Two former directors of a failed piggery operation, which posed a significant risk to the environment, have been convicted and fined thousands of dollars each in the Hamilton District Court.
Waikato Regional Council, which brought the prosecution, said it had to put “unprecedented resources” into monitoring the site to help ensure there wasn’t a major effluent spill from the operation in the upper reaches of the Kaimai Ranges, north of Te Aroha.
The former directors, Mark Benjamin, of Auckland and Bruce MacPhail, of Tauranga, were convicted and fined $8,000 and $16,875 respectively for failing to comply with a council abatement notice.
Benjamin and MacPhail were directors of Kaimai Pork Ltd, a large commercial piggery operation.
The council became concerned about the effluent management on the site in late 2015 and issued an abatement notice aimed at reducing the risk of piggery effluent entering the environment.
But, over a four month period in 2016, the company consistently failed to meet the requirements of the abatement notice, meaning a real risk of a large amount of effluent entering the environment and the need for a significant council presence on site to help prevent a spill.
Investigations manager Patrick Lynch said: “The council placed an unprecedented level of resources into monitoring the site trying to ensure the company responsibly managed the risks of a major effluent spill.

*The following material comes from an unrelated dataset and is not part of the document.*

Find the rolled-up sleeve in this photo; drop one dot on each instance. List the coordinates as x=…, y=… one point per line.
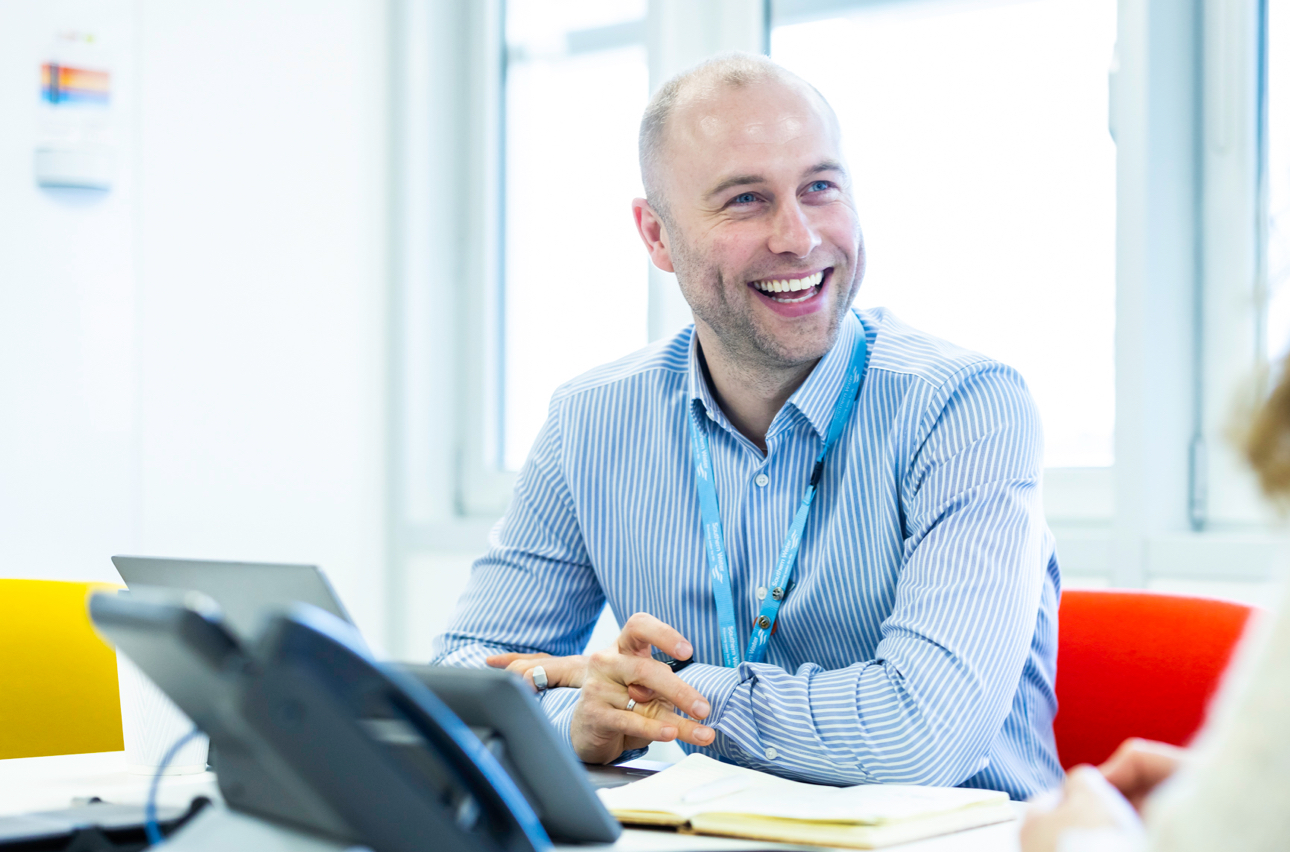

“Luckily, no such major incident occurred but the lack of compliance with the abatement notice significantly heightened the risks involved.
“We felt that it was important that there was a clear message to company directors, through the court process, that they need to take their environmental obligations seriously and comply with abatement notices.”
Mr Lynch said that ultimately Kaimai Pork Ltd lost financial control of the piggery operation. Effluent management at the site is now being carried out by the new owners.